As well as the removal of HLA antibodies, the liver allograft is also capable of rapidly converting a positive T- and B-cell CDC crossmatch to negative. With the use of various pre-transplant desensitisation treatments prior to SLKT, previous case reports have confirmed that this may occur, with the earliest conversion reported at 1 h post-liver revascularisation [9,10,11]. Patient 1 is the first case report that the authors are aware of where this phenomenon has been demonstrated in the absence of extra desensitisation therapy. In patient 1 the conversion from a positive to negative T- and B-cell CDC crossmatch was observed within 3 h post-liver revascularisation. She had no DSA at 12-month post-transplant with the use of a standard immunosuppression regimen.

Previous reports have illustrated various strategies attempting to abrogate rejection in the setting of a positive crossmatch, including the use of intravenous immunoglobulin, Rituximab and plasmapheresis [12]. Desensitisation; however, did not improve patient allograft outcomes in one Kaplan-Meier analysis [3]. With no additional conditioning or immunosuppression, both of our patients have so far experienced good clinical outcomes with no evidence of rejection to date. It must be borne in mind; however, that poorer long-term outcomes have previously been reported in SLKT patients [5]. These cases may indicate that it is possible to avoid the use of additional immunosuppression therapies at induction whilst still achieving favourable clinical outcomes in the setting of SLKT.

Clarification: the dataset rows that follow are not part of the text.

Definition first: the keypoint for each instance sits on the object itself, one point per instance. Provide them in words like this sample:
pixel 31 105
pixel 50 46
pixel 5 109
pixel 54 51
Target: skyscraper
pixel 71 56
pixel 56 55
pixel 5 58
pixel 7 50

Despite the increasing number of SLKTs performed world-wide [13], there are issues that remain outstanding. Firstly, the optimal induction and maintenance immunosuppressive therapy for these patients is not clear. Our cases suggest that additional desensitisation treatment in these patients may potentially be avoided. Secondly, the precise mechanistic role of the liver in abrogating the clinical effect of the DSAs and attenuating the positive immunological crossmatches in these highly sensitised SLKT patients is not well understood. Traditionally, it was thought the role of the liver is to absorb DSAs. Taner et al. demonstrated that the liver is also capable of shifting the pattern of renal allograft gene expression away from pro-inflammation, thereby preserving renal allograft function [14]. Thirdly, there is a lack of robust long-term clinical data concerning the clinical outcomes of SLKT. Some small studies suggest a higher incidence of transplant rejection, particularly in highly sensitised patients compared to non-sensitised patients, while others have demonstrated lower incidences of both acute and chronic antibody-mediated rejection [3, 5, 15]. Lastly, the significance of delayed implantation of the kidney allograft in highly sensitised patients has not been evaluated. Lunsford et al. and Ekser et al. both found that delayed implantation of kidney allografts was associated with improved patients and renal allografts survival in the SLKT population [16, 17]. However, they have not reported on the degree of sensitisation on their cohort of patients.

These cases demonstrate that high level DSAs and positive T- and B-cell CDC crossmatches should not preclude SLKT in highly sensitised patients, particularly when their risk of remaining un-transplanted is high; however, this report is only of two cases and their long-term clinical outcomes are not yet available. The risk of antibody-mediated rejection amongst these patients remains high, mandating clinical vigilance and close monitoring in the post-transplant period. We undertook regular screening for DSAs in the post-transplant period, initially weekly and then monthly, to monitor for the risk of anti-body mediated rejection, allowing us to augment patient 2’s immunosuppression in response to the rebound seen in their class II DSAs. In selected patients, such as ours, we have observed good outcomes to date with standard immunosuppression and without the use of additional desensitisation prior to SLKT.